Ein Wort das mich bewegt

Ein Wort das mich bewegt

Erntedank!

Erntedank steht vor der Tür, und wir danken Gott und der Natur für die Gaben, die sie uns bescheren: „Alle deine Geschöpfe sollen dich preisen, HERR, alle, die zu dir gehören, sollen dir danken!“ (Psalm 145,10) 

Aber danken wir wirklich? Oder wem danken wir?

Zumindest für die Natur könnte es an vielen Stellen etwas mehr sein. Gerade bei uns in Europa sehen wir die Gabenvielfalt immer häufiger als selbstverständlich an. Wir vergessen bewusst oder unbewusst auch die Folgen, die unser Leben an der uns anvertrauten Schöpfung Gottes verursacht. Die massiven Eingriffe in ökologische Systeme wie Wälder, Flüsse und Böden, sowie der damit verbundene Raubbau an Tier- und Pflanzenwesen haben in den letzten beiden Jahrhunderten stark zugenommen.

Dabei sind wir von funktionierenden Ökosystemen abhängig. Verschmutztes Wasser lässt sich nicht trinken, trockene und vergiftete Böden lassen sich nicht bestellen, und ohne Wälder wird eine Umwandlung von CO2 in Sauerstoff nicht stattfinden.
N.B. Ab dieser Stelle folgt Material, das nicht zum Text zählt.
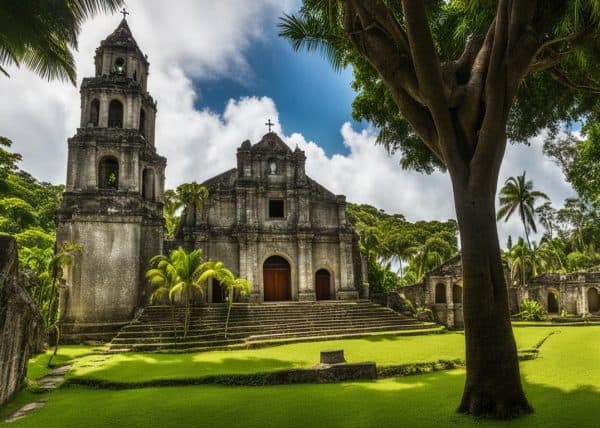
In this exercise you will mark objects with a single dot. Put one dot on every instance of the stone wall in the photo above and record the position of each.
(20, 323)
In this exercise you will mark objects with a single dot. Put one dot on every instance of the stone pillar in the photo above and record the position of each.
(346, 289)
(103, 116)
(306, 285)
(449, 303)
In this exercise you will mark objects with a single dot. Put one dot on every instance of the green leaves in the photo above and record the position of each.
(41, 34)
(518, 195)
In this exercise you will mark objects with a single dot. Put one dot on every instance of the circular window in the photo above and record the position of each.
(120, 65)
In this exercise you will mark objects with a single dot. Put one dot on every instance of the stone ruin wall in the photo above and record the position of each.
(21, 330)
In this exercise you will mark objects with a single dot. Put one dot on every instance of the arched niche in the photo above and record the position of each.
(115, 114)
(323, 284)
(94, 115)
(456, 293)
(148, 184)
(108, 173)
(440, 293)
(277, 281)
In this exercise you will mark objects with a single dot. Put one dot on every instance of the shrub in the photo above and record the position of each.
(531, 310)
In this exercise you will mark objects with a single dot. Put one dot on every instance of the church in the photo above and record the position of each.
(277, 227)
(266, 219)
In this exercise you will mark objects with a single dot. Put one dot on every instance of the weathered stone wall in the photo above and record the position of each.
(235, 225)
(103, 281)
(20, 323)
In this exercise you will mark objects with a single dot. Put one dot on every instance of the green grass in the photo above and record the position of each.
(38, 365)
(563, 385)
(384, 350)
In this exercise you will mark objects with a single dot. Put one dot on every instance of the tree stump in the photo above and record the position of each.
(335, 356)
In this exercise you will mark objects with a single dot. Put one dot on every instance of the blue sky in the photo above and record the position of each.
(218, 72)
(311, 97)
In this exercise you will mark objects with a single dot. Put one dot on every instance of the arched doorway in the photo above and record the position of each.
(323, 284)
(456, 293)
(440, 293)
(108, 173)
(218, 292)
(115, 114)
(277, 279)
(593, 300)
(552, 302)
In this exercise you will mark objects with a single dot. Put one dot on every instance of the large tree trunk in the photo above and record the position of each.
(493, 384)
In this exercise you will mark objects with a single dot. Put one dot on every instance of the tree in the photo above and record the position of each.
(192, 196)
(517, 194)
(229, 282)
(182, 271)
(579, 160)
(447, 82)
(42, 34)
(170, 206)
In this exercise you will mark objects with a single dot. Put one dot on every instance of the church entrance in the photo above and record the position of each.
(218, 292)
(593, 300)
(552, 303)
(323, 285)
(277, 279)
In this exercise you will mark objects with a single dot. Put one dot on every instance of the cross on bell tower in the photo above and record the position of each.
(269, 124)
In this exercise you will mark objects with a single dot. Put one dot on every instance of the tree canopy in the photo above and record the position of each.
(42, 34)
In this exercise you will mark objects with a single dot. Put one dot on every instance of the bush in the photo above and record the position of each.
(531, 310)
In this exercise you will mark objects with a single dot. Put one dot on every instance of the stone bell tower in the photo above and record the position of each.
(112, 205)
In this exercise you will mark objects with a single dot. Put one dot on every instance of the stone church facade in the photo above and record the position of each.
(574, 294)
(266, 220)
(275, 226)
(112, 205)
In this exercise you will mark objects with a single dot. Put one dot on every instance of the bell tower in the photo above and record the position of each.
(112, 205)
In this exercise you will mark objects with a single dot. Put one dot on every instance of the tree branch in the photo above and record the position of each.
(561, 77)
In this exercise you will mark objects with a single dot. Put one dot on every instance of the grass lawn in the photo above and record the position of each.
(563, 384)
(384, 350)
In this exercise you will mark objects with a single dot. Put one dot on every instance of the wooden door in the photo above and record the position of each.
(277, 280)
(218, 292)
(323, 285)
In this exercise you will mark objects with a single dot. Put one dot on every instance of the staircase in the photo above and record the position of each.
(253, 325)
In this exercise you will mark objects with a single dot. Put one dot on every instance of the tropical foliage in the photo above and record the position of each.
(518, 195)
(229, 282)
(184, 274)
(397, 251)
(531, 310)
(178, 275)
(42, 34)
„Wenn der letzte Baum gerodet, der letzte Fluss vergiftet, der letzte Fisch gefangen ist, dann werdet ihr merken, dass …“ Dieses Sprichwort kennt wohl jede*r von Ihnen, von Euch.

Aber was werden wir merken? Das man Geld nicht essen kann oder vielleicht, dass man so nicht leben kann? Ersteres wird wahrscheinlich bekannt sein, aber letzteres? Dabei lässt sich das schon heute beobachten. Das Artensterben, Rekordhitze in den USA und Kanada, Waldbrände in Australien und Brasilien, Ernteausfälle in Indien und Madagaskar, Öl im Golf von Mexiko, Starkregen in Deutschland und natürlich die Corona Pandemie.
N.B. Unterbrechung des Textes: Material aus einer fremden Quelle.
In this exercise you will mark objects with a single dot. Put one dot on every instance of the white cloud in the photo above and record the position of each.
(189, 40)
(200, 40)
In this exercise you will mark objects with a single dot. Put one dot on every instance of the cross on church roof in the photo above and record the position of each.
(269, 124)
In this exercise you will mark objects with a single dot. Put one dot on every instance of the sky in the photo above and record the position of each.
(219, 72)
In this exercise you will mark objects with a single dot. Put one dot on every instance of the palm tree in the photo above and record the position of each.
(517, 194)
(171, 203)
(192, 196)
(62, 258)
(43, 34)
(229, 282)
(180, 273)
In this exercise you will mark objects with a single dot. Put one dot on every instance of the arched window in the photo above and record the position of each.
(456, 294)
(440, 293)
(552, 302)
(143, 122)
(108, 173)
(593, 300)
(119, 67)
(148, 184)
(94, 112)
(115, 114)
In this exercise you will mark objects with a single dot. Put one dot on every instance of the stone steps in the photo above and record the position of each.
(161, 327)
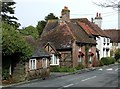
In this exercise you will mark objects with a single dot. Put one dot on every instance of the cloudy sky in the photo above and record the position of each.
(29, 12)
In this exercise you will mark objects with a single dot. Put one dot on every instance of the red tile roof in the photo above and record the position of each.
(87, 28)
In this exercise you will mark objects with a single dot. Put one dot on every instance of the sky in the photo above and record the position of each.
(29, 12)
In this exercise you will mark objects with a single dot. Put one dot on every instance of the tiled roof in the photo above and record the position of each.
(40, 52)
(87, 28)
(113, 34)
(97, 30)
(62, 35)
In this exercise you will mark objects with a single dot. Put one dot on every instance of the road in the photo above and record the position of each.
(101, 77)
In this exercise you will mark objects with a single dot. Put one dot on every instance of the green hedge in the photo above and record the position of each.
(66, 69)
(61, 69)
(107, 61)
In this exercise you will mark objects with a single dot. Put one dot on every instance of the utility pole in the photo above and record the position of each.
(119, 15)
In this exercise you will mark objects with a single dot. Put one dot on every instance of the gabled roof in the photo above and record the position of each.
(113, 34)
(40, 52)
(62, 35)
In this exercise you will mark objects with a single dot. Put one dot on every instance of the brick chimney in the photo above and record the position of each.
(98, 19)
(65, 14)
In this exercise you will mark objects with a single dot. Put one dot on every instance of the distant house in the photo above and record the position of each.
(94, 31)
(68, 44)
(114, 35)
Der Kreislauf, der uns die Gaben beschert, und für die wir am Erntedankfest dankbar sind, wird immer mehr gestört und überbeansprucht. Das alles sind die Folgen unseres momentanen Umgangs mit der Schöpfung Gottes. Nicht etwa in einem langen Zeitraum, denn die Aufzählung ist den Nachrichten der vergangen Tage entnommen worden. Es ist nicht mehr fünf vor zwölf, sondern schon halb eins.

Wenn wir also Gott für seine Gaben danken, dann sollten wir auch für einen Erhalt dieser Lebensgrundlage sorgen.

Deshalb bitte ich Gott um die Weisheit und die Weitsicht, seine Schöpfung wieder zu bewahren und im Einklang mit ihr zu leben: Bitte Gott, hilf uns, einem Wandel positiv gegenüberzustehen. Gib uns einen positiven Blick auf die nötigen Veränderungen. Hilf uns, die Chancen zur Verbesserung des eigenen und gesellschaftlichen Lebens umzusetzen. Lass uns erkennen, was wir für uns und die nachfolgenden Generationen gewinnen.